Après sept années marquées par une sécheresse persistante, le Maroc connaît enfin un retour à des conditions climatiques plus favorables. Les précipitations enregistrées cet hiver ont permis d’inverser la tendance, mettant fin à une crise hydrique de longue durée, a déclaré lundi le ministre de l’Eau, Nizar Baraka, devant les parlementaires.
Depuis le début de la saison, les pluies ont été particulièrement abondantes. Elles affichent une hausse de 95 % par rapport à l’hiver précédent et dépassent de 17 % la moyenne observée sur la même période. Ces apports ont permis une nette amélioration du niveau des barrages, désormais remplis en moyenne à 46 %, selon les dernières données officielles. Plusieurs réservoirs stratégiques atteignent même leur capacité maximale.
Cette amélioration redonne de l’oxygène à un secteur agricole durement éprouvé. Les années de sécheresse avaient entraîné une baisse importante des ressources hydriques, affecté les rendements céréaliers, réduit le cheptel national et provoqué d’importantes pertes d’emplois dans les campagnes. Face à l’urgence, les autorités avaient engagé un vaste programme de recours à l’eau de mer traitée.

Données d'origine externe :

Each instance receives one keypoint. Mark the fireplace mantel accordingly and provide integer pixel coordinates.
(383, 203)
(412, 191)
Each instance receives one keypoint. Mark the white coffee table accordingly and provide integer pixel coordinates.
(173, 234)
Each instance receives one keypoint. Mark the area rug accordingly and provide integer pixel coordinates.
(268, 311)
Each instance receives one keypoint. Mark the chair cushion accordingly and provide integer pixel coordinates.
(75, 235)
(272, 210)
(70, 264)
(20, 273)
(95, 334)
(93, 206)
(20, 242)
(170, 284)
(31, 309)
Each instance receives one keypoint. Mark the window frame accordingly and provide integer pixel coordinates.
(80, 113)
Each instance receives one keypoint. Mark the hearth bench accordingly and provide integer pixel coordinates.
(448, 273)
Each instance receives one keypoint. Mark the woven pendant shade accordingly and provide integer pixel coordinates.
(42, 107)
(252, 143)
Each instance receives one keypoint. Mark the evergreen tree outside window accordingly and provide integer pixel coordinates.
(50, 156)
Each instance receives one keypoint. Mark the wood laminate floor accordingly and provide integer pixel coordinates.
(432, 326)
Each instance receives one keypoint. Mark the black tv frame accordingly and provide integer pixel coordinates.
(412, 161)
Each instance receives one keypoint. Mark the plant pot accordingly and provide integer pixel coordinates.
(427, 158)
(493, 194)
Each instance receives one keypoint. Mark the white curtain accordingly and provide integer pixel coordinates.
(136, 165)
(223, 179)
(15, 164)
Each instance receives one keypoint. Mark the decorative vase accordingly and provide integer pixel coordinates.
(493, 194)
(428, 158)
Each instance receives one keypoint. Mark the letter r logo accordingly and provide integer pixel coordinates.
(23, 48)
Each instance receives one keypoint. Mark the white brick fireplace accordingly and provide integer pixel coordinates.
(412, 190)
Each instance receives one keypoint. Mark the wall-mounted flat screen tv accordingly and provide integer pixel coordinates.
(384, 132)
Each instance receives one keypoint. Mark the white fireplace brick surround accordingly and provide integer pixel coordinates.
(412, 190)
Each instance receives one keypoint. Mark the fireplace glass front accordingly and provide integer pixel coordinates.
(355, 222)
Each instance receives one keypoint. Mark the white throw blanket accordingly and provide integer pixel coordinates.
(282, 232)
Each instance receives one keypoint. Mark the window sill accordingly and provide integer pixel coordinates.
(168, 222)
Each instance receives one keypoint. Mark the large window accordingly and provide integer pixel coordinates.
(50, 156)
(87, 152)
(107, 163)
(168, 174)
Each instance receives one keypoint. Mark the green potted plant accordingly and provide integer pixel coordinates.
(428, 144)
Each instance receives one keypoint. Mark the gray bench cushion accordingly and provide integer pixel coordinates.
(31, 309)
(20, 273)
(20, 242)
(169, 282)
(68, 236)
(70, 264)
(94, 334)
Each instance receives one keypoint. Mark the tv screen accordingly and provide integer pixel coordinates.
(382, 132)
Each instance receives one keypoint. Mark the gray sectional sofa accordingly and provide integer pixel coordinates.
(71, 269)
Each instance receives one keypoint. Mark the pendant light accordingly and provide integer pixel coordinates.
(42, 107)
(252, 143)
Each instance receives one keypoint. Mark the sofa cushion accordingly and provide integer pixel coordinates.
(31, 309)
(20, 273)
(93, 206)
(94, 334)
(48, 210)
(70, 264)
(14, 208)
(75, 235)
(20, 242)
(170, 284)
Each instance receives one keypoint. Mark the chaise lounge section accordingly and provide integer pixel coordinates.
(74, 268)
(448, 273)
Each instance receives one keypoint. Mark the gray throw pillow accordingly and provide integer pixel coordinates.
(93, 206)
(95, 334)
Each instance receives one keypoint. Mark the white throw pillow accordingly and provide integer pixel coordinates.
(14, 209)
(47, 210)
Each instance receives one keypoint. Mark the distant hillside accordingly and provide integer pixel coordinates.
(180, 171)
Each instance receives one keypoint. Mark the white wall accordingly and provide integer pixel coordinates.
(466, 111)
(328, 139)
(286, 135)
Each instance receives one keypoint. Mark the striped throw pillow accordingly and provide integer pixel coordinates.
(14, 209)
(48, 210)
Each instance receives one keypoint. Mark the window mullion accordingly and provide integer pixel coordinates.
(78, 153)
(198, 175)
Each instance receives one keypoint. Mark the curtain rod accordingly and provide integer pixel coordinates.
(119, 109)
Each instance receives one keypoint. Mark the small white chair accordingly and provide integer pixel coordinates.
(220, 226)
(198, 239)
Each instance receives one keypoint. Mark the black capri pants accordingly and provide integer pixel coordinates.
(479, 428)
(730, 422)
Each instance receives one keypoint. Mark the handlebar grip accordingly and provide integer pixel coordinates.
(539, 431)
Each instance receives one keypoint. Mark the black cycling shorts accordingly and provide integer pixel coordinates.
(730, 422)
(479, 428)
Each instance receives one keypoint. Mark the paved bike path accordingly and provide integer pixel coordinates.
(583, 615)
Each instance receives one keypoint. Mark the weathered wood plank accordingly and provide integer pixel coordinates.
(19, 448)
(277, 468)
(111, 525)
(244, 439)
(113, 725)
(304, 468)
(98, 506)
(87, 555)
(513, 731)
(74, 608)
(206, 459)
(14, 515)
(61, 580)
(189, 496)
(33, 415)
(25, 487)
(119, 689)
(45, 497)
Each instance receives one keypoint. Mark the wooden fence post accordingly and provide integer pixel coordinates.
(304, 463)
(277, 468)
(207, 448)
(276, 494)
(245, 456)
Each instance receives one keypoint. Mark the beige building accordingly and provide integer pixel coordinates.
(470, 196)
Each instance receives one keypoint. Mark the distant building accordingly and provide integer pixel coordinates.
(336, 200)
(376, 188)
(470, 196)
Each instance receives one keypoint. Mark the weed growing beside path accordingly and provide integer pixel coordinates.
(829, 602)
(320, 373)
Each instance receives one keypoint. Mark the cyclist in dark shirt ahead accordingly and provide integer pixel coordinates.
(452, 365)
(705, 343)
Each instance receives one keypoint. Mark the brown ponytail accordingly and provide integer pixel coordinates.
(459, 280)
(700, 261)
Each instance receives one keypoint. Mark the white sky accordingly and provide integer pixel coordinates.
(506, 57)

Le Maroc ambitionne désormais de couvrir 60 % de ses besoins en eau potable à partir du dessalement d’ici 2030, contre 25 % actuellement. L’eau douce stockée dans les barrages serait, quant à elle, prioritairement destinée aux régions de l’intérieur, plus vulnérables aux pénuries, avait précisé le ministre lors d’un entretien en décembre.